Spacy seems to be the go to package for NLP real life application projects, since it's very convenient out of the box and quite perfoming. However when the text is not in english the results of the model are not what we would expect, so a better way to perform lemmatization on text is needed.

On the following section we present comparisons between the results from using Spacy's model for lemmatization and a new package that we found, Stanza.

In [88]:
import spacy
import stanza
from nltk.corpus import stopwords

In [86]:
def parallelize(df, func, cores):
    num_of_processes = cores
    data_split = np.array_split(df, num_of_processes)
    pool = Pool(num_of_processes)
    data = pd.concat(pool.map(func, data_split))
    pool.close()
    pool.join()
    return data

def run_on_subset(func, extra_data, data_subset):
    # data_subset is a series
    return data_subset.apply(func, args=(extra_data))

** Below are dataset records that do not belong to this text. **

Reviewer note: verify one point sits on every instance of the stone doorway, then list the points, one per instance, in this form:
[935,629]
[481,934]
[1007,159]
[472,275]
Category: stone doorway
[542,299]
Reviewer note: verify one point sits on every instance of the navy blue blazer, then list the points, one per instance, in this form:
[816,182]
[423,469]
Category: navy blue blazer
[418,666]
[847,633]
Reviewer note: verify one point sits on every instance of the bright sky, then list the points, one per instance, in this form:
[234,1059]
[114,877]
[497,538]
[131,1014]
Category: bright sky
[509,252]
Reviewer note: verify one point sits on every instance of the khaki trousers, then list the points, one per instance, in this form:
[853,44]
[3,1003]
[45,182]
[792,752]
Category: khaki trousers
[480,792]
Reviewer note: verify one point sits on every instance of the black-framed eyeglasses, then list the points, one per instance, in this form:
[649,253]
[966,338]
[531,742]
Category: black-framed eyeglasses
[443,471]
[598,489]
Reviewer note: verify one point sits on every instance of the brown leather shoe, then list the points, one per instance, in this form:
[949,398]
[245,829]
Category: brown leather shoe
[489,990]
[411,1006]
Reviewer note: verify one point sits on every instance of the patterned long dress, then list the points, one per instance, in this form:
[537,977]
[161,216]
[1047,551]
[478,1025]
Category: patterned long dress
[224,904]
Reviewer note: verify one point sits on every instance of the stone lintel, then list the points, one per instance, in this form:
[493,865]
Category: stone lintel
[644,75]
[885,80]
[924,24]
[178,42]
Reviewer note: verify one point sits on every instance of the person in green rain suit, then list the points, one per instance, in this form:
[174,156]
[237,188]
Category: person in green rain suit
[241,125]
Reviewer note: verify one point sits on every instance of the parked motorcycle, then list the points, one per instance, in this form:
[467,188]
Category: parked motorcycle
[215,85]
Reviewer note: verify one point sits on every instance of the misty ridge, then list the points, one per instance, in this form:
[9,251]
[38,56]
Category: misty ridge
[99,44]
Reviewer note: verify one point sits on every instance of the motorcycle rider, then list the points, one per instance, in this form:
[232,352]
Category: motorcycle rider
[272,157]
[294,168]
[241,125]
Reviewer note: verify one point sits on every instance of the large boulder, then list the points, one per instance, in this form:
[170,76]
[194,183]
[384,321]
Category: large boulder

def multiprocess_apply(df, func, cores=8, data=None):
    return parallelize(df, partial(run_on_subset, func, data), cores)

In [None]:
def lemmatize_spacy(row, nlp):
    doc = nlp(row)
    sentence = doc.sentences
    return " ".join([word.lemma for word in sentence.words if word.lemma not in stop_words])

In [92]:
def lemmatize_stanza(row, nlp):
    doc = nlp(row)
    sentence = doc.sentences[0]
    return " ".join([word.lemma for word in sentence.words if word.lemma not in stop_words])

In [91]:
stop_words = stopwords.words('spanish')
nlp_gpu = stanza.Pipeline('es', processors='pos, tokenize, lemma', use_gpu=True)
nlp_cpu = stanza.Pipeline('es', processors='pos, tokenize, lemma', use_gpu=False)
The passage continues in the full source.